Prevalence in Atypical Populations
While IIH predominantly affects obese women of childbearing age, the condition does occur in other populations:
- Pediatric cases represent approximately 49.6% of secondary intracranial hypertension cases in systematic reviews, demonstrating that age alone does not exclude the diagnosis. 2
- Among adult IIH cases, approximately 29.1% are male, indicating that while less common, men can develop this condition. 2
- Only 40.4% of all IIH cases (including secondary causes) are obese or overweight, meaning nearly 60% fall outside the typical weight profile. 2
Critical Diagnostic Imperative for Atypical Cases
Patients with atypical presentations require mandatory, in-depth investigation to ensure no underlying secondary causes are present. 1 This is not optional—the guidelines are explicit that atypical cases demand more rigorous workup.
Essential Investigations for Atypical IIH
The diagnostic algorithm remains the same but must be pursued more aggressively:
- Urgent MRI brain within 24 hours (or CT if MRI unavailable, followed by MRI when available) to exclude mass lesions, hydrocephalus, structural abnormalities, vascular lesions, and abnormal meningeal enhancement. 1, 3
- CT or MR venography is mandatory within 24 hours to exclude cerebral sinus thrombosis, which is particularly important in non-obese prepubertal children. 1, 3
- Lumbar puncture with opening pressure measurement following normal imaging, with CSF opening pressure ≥25 cm H₂O required for diagnosis. 1, 3
Secondary Causes to Exclude
Before diagnosing idiopathic IIH in atypical patients, systematically exclude:
- Anemia, particularly iron deficiency anemia, which is associated with IIH and may present with shorter disease course, pulsatile tinnitus, and transverse sinus stenosis. 4, 2
- Renal diseases and associated anemia. 4, 2
- Medications that can cause secondary intracranial hypertension. 2
- Infections causing secondary intracranial hypertension. 2
- Hormonal disorders inducing intracranial hypertension. 2
- Hypertension and recent weight gain. 2
Clinical Presentation Remains Similar
Regardless of demographic profile, the symptom complex remains consistent:
- Headache (present in 92% of cases) that is progressively more severe and frequent. 3, 5
- Transient visual obscurations (unilateral or bilateral darkening of vision lasting seconds). 3, 6
- Pulsatile tinnitus (pulse-synchronous whooshing sound). 3, 6
- Visual blurring and potential visual loss. 3, 6
- Horizontal diplopia from sixth nerve palsy. 3, 6
- Papilledema on examination (though IIH without papilledema is a rare subtype). 3, 7
Common Pitfall to Avoid
Even patients with typical IIH phenotype should be screened for secondary causes. 2 The most dangerous error is assuming that because a patient doesn't fit the typical demographic, IIH is unlikely—this can delay diagnosis and lead to permanent visual loss. Conversely, assuming IIH in an atypical patient without excluding secondary causes can miss treatable underlying conditions.

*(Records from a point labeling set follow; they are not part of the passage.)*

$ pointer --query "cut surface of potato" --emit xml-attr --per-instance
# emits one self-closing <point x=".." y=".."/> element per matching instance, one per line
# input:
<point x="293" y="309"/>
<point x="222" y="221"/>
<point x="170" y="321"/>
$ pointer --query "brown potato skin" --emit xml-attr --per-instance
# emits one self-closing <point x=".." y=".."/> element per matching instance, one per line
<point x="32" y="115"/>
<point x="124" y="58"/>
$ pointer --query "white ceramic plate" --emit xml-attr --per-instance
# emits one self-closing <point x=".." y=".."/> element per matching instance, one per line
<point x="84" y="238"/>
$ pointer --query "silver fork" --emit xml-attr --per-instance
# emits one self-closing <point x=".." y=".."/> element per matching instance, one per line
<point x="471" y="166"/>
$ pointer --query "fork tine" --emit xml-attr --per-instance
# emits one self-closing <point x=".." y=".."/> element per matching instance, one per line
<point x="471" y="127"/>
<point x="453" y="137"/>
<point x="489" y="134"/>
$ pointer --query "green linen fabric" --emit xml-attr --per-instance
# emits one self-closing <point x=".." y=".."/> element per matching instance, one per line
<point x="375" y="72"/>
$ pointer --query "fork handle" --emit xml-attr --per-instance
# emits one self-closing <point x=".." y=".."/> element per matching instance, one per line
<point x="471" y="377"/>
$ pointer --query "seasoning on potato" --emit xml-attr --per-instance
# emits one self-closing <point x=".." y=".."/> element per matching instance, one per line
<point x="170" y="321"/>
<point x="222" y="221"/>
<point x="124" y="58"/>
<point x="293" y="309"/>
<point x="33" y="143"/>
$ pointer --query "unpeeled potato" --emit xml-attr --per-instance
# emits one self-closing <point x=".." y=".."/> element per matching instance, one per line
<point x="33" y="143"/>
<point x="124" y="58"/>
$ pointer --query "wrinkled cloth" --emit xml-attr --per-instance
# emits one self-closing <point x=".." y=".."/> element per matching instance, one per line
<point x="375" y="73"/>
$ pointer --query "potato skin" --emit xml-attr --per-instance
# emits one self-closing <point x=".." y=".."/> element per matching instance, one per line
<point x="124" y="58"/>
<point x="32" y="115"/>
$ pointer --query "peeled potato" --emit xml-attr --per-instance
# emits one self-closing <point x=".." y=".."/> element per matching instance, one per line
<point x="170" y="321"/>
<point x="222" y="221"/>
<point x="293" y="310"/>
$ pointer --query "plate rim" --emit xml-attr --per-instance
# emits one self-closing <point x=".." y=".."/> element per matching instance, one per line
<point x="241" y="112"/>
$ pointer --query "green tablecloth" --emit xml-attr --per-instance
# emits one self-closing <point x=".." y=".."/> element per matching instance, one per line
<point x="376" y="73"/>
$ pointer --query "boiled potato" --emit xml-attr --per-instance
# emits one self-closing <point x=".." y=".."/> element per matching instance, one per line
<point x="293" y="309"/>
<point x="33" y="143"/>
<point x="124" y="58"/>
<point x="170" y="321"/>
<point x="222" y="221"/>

The recommendation is clear: obtain full blood counts and screen for secondary causes even when the presentation seems straightforward, particularly in patients with subacute onset. 4, 2
Prognosis in Atypical Cases
When secondary causes like anemia are identified and treated, patients may experience faster and better prognosis after appropriate treatment. 4 This underscores the importance of thorough investigation rather than defaulting to a diagnosis of idiopathic disease.